HH, Sir Godfrey Gregg D.Div
“ And there arose a great storm of wind, and the waves beat into the ship, so that it was now full.” (Mark 4:37).
The hymn writer puts it this way, “All the storms will soon be over and we shall anchor safely in the harbour.” It is a question we have to ask ourselves as to where we are in the storm of life? Are we on the ocean still sailing or are we ashore after the storm?
Some of the storms of life come suddenly: a great sorrow, a bitter disappointment, a crushing defeat. Some come slowly. They appear upon the ragged edges of the horizon no larger than a man’s hand, but, trouble that seems so insignificant spreads until it covers the sky and overwhelms us.
Yet it is in the storm that God equips us for service. When God wants an oak He plants it on the moor where the storms will shake it and the rains will beat down upon it, and it is in the midnight battle with elements that the oak wins its rugged fibre and becomes the king of the forest.

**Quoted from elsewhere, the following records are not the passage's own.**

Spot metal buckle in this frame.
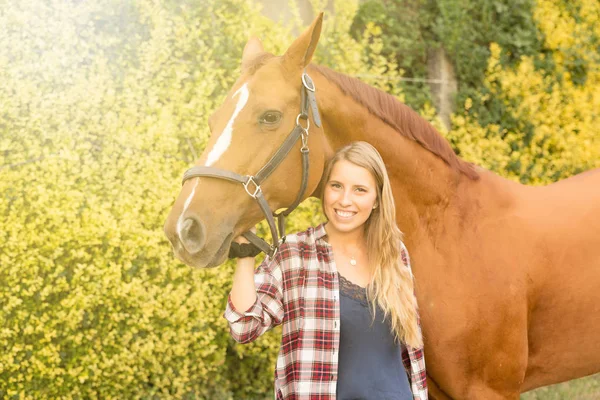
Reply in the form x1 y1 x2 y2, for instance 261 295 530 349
296 113 310 135
302 72 315 92
300 131 308 153
242 175 261 199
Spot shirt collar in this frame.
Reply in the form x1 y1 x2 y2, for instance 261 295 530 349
315 222 327 240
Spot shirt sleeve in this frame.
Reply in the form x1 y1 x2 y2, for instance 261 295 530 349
400 242 428 400
223 252 284 343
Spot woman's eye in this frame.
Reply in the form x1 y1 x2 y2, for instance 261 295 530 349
260 111 281 124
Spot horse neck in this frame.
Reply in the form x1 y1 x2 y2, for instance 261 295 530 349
311 67 470 236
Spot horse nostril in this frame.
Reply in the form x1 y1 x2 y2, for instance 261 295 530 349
179 217 206 254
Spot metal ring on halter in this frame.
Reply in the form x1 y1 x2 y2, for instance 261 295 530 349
243 175 262 199
296 113 310 131
302 72 315 92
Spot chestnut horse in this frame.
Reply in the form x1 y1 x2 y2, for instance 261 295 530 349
165 15 600 399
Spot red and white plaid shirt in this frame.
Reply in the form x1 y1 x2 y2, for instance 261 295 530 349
224 224 427 400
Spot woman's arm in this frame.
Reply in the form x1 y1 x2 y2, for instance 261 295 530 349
224 234 283 343
230 253 257 310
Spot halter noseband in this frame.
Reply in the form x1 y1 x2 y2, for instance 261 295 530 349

When God wants to make a man He puts him into some storm. The history of manhood is always rough and rugged. No man is made until he has been out into the surge of the storm and found the sublime fulfilment of the prayer: “O God, take me, break me, make me.” It is being battered and bruised with the fierce winds when the trees have lost some of its branches in the struggle. It is after the storm has past and you look at the landscape you’ll be able to tell the destruction or the damage of the forest. That is how God moves man through the storms of life until they are bruised and weak after shaken by the trials and temptation sometimes from within the family or the church. The hardest battle is fought right in the church.
A Frenchman has painted a picture of universal genius. There stand orators, philosophers and martyrs, all who have achieved pre-eminence in any phase of life; the remarkable fact about the picture is this: Every man who is pre-eminent for his ability was first pre-eminent for suffering. In the foreground stands that figure of the man who was denied the promised land, Moses. Beside him is another, feeling his way–blind Homer. Milton is there, blind and heart-broken. Now comes the form of one who towers above them all. What is His characteristic? His Face is marred more than any man. The artist might have written under that great picture, “The Storm.”

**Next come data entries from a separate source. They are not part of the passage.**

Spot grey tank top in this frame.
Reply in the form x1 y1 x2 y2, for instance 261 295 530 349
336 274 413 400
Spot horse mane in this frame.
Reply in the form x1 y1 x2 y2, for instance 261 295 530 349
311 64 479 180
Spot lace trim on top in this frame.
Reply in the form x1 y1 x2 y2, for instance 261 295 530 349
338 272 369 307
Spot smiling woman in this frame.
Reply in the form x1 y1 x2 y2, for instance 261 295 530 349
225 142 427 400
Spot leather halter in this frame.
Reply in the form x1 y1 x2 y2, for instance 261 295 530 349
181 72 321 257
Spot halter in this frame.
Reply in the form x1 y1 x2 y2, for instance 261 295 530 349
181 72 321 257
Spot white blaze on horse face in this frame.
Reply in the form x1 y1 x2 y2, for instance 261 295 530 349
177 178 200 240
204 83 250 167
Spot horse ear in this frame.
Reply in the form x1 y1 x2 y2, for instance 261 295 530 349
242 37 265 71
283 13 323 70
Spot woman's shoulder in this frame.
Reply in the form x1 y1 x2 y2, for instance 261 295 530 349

The beauties of nature come after the storm. The rugged beauty of the mountain is born in a storm, and the heroes of life are the storm-swept and the battle-scarred.

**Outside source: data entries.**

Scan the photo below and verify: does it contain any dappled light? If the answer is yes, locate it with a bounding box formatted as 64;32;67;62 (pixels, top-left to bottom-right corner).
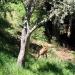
0;0;75;75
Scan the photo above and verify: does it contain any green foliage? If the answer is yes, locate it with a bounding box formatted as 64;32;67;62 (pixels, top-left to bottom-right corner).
0;46;75;75
32;27;47;41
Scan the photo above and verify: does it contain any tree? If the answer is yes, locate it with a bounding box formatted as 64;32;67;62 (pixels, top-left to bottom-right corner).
17;0;74;66
17;0;47;66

You have been in the storms and swept by the blasts. Have they left you broken, weary, beaten in the valley, or have they lifted you to the sunlit summits of a richer, deeper, more abiding manhood and womanhood? Have they left you with more sympathy with the storm-swept and the battle-scarred?
I am asking you today to show me your storm? Show me your beauty not with make-up but the scars of life after your storm are over. That is what God wants to see in the men and women that are carrying this message to the great unknown.